Additional techniques for analysing intermittent samples include colorimetric analysis, in which carbon monoxide reacts in an alkaline solution with the silver salt of p-sulfamoyl-benzoate to form a coloured silver sol; a National Institute of Standards and Technology colorimetric indicating gel (incorporating palladium and molybdenum salts), which involves colorimetric comparison with freshly prepared indicating gels exposed to known concentrations of carbon monoxide; a length-of-stain indicator method, which uses an indicator tube containing potassium palladosulfite; and frontal analysis, in which air is passed over an adsorbent until equilibrium is established between the concentration of carbon monoxide in the air and the concentration of carbon monoxide on the adsorbent.

A simple and inexpensive measurement technique uses detector tubes (indicator tubes) (Leichnitz, 1993). This method is widely applied in industrial hygiene and is suitable for analysis of highly polluted atmospheric air. The measurement with Dräger tubes (Drägerwerk, 1994) is based on the reaction: 5CO + I₂O₅ --> I₂ + 5CO₂. The iodine-coloured layer in the tube corresponds in length to the carbon monoxide concentration in the sample.

2.2.3 Measurement using personal monitors

Until the 1960s, most of the data available on ambient carbon monoxide concentrations came from fixed monitoring stations operated routinely in urban areas. The accepted measurement technique was NDIR spectrometry, but the instruments were large and cumbersome, often requiring vibration-free, air-conditioned enclosures. Without a portable, convenient monitor for carbon monoxide, it was extremely difficult to measure carbon monoxide concentrations accurately in the microenvironments that people usually visited.

Ultimately, small personal exposure monitors (PEMs) were developed that could measure carbon monoxide concentrations continuously over time and store the readings automatically on internal digital memories (Ott et al., 1986). These small PEMs made possible the large-scale field studies on human exposure to carbon monoxide in Denver, Colorado, and Washington, DC, USA, in the winter of 1982–83 (Akland et al., 1985).

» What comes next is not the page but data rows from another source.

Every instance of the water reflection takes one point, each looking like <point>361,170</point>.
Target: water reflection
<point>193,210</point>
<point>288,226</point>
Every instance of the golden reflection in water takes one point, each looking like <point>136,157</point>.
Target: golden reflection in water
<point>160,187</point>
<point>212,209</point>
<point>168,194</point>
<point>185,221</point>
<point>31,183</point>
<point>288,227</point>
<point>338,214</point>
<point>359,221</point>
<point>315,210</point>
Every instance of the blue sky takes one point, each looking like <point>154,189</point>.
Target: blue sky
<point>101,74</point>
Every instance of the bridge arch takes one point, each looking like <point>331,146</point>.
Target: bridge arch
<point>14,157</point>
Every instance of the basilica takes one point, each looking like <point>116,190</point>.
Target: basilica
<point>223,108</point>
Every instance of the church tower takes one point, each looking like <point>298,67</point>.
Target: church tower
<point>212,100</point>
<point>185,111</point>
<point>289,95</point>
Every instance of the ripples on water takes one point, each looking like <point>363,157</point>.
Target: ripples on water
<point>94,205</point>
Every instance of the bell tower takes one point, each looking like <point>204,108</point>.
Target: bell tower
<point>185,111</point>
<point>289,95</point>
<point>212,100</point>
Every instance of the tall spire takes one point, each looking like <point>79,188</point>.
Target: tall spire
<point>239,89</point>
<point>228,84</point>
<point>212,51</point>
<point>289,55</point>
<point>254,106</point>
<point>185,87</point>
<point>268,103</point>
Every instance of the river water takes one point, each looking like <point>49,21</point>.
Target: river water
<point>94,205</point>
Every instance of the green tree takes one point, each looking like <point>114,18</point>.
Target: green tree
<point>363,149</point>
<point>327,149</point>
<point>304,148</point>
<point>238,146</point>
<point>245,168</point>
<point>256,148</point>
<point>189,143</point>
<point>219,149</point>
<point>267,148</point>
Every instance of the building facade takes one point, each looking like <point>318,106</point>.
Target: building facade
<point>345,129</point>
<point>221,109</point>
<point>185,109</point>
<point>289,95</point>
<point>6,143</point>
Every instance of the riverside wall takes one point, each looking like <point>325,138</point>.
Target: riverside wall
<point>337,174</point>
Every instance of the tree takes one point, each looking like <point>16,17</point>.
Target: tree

2.2.4 Carbon monoxide detectors/alarms

Carbon monoxide detectors have been designed like residential smoke detectors — to be low cost, yet provide protection from a catastrophic event by sounding an audible alarm. The carbon monoxide detector industry is young, however, and is in a stage of rapid growth. In the USA, an estimated 7–8 million detectors have been purchased since the early 1990s, but the numbers used in homes will continue to rise as local municipalities change building codes to require the installation of carbon monoxide detectors in new residential structures containing combustion-source appliances, stoves or fireplaces.

Currently available carbon monoxide detectors are based on an interactive-type sensor (e.g., tin oxide, Figaro-type gel cell, fuel cell, artificial haemoglobin) that relies on direct interaction between carbon monoxide and the sensitive element in order to generate a response. They are battery-powered, alternating current-powered or both. The most popular alternating current-powered detectors have a heated metallic sensor that reacts with carbon monoxide; the battery-powered detectors have a chemically treated gel disk that darkens with exposure to carbon monoxide or a fuel cell. Small, inexpensive carbon monoxide detection cards or tablets that require frequent visual inspection of colour changes do not sound an alarm and are not recommended as a primary detector.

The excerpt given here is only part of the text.